Saturday, January 10, 2009

Water Off the Sink

Water Off the sink
Turn on the faucet. Make it a little bit cold a little bit hot. I have the old type of faucets with separate handles for each. Finding the right temp takes a few as the hot water takes longer to get to the sink. The water flies out of the sink onto the edge of the sink and even sprays me. I turn it back down finding that the hot is usually the one I turned up too much. Decreased pressure means it will take longer for me to wash my hands and face and the back of my neck, sometimes I even wash my arms up to my biceps.
For most people this little act of normal hygiene and self cleansing becomes a necessary tool in everyday existence but for me it is a ritual based in phobias and A torment of uncivilized behaviors that are slowly driving me nutty. I mean real over the edge.
The water splashes all over. I put my hands in and the water runs down my forearms to get my shirt wet or t drips off my arms onto the floor. I try to use less water but then the soap does not come off fast enough. I feel I am wasting my life through a meaningless task.

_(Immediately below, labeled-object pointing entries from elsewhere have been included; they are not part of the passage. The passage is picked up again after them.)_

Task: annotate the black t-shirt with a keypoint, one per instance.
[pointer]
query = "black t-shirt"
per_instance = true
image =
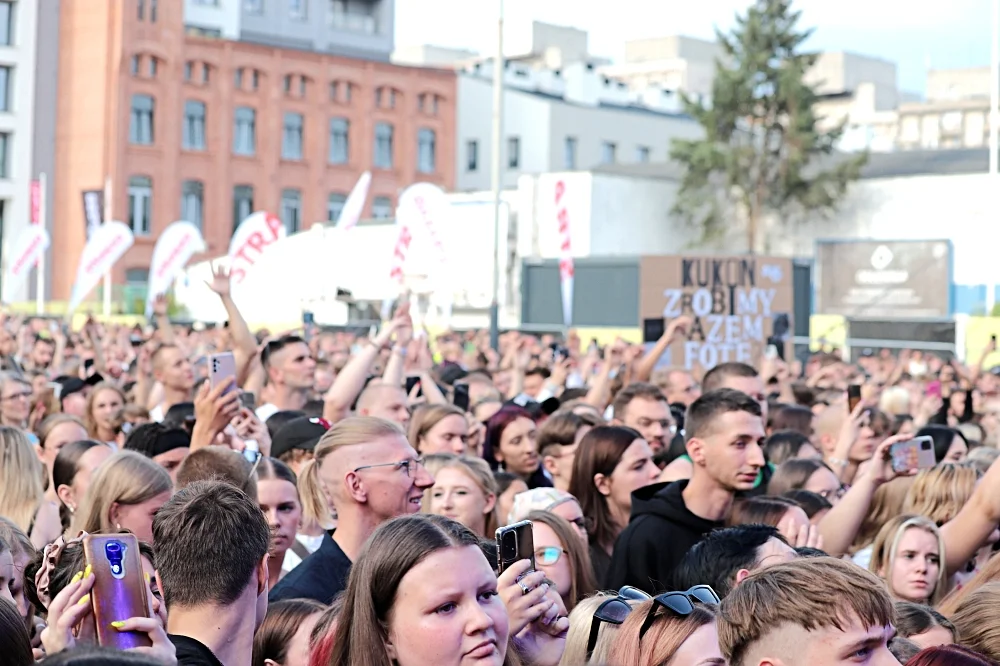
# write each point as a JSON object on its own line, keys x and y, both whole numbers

No one ever taught me how to do this. Is this a learned behavior or does everyone just know how to do this. It should be so simple. A simple hand wash. The water goes all over the sink my shirt the floor and the faucet. Why can’t I do this without making a disaster area. What does it take to be normal. I can’t do it. I try. Fuck . This little bit pf torment drives me to suicidal thoughts. What if I live wiht the woman of my dreams and I continue to make this mess forever?